The filter->source is set differently on the sender and the receiver, to determine the filter's timing behaviour.
/* chain function
* this function does the actual processing
*/
static GstFlowReturn
gst_my_filter_chain (GstPad * pad, GstBuffer * buf)
{
GstMyFilter *filter;
struct timeval nowTimeval;
guint8* data;
int i,j,offset;
filter = GST_MYFILTER (GST_OBJECT_PARENT (pad));
if (filter->startTime == 0){
filter->startTime = GST_BUFFER_TIMESTAMP(buf);
gettimeofday(&filter->startTimeval, NULL);
filter->startTimeUL = (filter->startTimeval.tv_sec*1e6 + filter->startTimeval.tv_usec)/1e3; // in milliseconds?
filter->index = 0;
GstCaps* caps;
gint width, height;
const GstStructure *str;
caps = GST_BUFFER_CAPS(buf);
str = gst_caps_get_structure (caps, 0);
if (!gst_structure_get_int (str, "width", &width) ||
!gst_structure_get_int (str, "height", &height)) {
g_print ("No width/height available\n");
} else {
g_print ("The video size of this set of capabilities is %dx%d\n",
width, height);
filter->width=width;
filter->height=height;
}
}
gettimeofday(&nowTimeval, NULL);
unsigned long timeNow = (nowTimeval.tv_sec*1e6 + nowTimeval.tv_usec)/1e3; // in milliseconds?

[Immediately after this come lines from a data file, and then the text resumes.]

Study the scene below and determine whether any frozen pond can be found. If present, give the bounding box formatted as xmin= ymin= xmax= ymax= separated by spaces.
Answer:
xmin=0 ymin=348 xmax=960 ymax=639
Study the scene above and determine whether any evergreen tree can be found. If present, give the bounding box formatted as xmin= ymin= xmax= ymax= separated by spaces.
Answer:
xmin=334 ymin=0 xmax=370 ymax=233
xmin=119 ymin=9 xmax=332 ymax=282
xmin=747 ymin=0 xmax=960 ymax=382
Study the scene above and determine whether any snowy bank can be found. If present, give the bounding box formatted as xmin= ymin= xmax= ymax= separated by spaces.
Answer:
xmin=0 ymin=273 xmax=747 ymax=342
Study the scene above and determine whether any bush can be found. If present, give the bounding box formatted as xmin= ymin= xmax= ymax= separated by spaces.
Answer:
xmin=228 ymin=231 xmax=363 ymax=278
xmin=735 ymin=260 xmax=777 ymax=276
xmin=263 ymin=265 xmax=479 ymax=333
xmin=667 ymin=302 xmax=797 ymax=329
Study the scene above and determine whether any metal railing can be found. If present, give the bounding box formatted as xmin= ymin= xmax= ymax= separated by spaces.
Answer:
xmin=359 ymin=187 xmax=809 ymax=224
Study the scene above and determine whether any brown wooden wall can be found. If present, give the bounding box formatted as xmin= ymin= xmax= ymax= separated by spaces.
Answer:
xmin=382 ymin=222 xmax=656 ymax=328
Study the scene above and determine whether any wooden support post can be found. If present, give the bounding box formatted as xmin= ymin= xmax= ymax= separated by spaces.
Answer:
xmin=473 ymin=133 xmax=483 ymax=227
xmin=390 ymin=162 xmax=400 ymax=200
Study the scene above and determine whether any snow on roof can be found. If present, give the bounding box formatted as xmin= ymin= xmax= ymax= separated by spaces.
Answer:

if (filter->silent == FALSE){
fprintf(filter->ofp, "%20lu,",
timeNow);
}
data = GST_BUFFER_DATA(buf);
if (filter->source){
offset = filter->index % 20;
for (i = 0; i < 10; i++){
for (j = 0; j < 10; j++){
data[(i+20)*filter->width+(j+offset*10)*1]=23;
}
}
fprintf(filter->ofp, " %u", offset);
} else {
unsigned long avg;
unsigned int min=(unsigned int)(-1UL);
unsigned int minpos=0;
int k=0;
for (k=0; k < 20; k++){
avg=0;
i=5; // in the middle of the box row
for (j = 0; j < 10; j++){
avg += data[(i+20)*filter->width+(j+k*10)*1];
}
if (avg < min){
min = avg;
minpos=k;
}
}
fprintf(filter->ofp, " %u", minpos);
}
fprintf(filter->ofp, "\n");
filter->index++;
/* just push out the incoming buffer without touching it */
return gst_pad_push (filter->srcpad, buf);
}
Usage is as follows:
Sender / server:
GST_DEBUG="*:2" gst-launch-0.10 -v --gst-plugin-path=../../src/.libs videotestsrc num-buffers=100 ! myfilter src=1 ! x264enc tune=zerolatency,speed-preset=fast ! rtph264pay ! udpsink port=3000 host=127.0.0.1
Receiver / client:
GST_DEBUG="*:2" gst-launch-0.10 -v --gst-plugin-path=../../src/.libs udpsrc port=3000 ! "application/x-rtp, media=(string)video, encoding-name=(string)H264, payload=(int)96" ! gstrtpjitterbuffer do-lost=true ! rtph264depay ! ffdec_h264 ! myfilter src=0 ! ffmpegcolorspace ! ximagesink
Obviously, in the testing implementation I am not going to be using localhost (127.0.0.1)!!
I use the --gst-plugin-path because I have not installed my timing filter.
The project requires a latency as small as possible - ideally 100ms or less. Now with some numbers, I can start fine tuning required parameters to minimize the latency.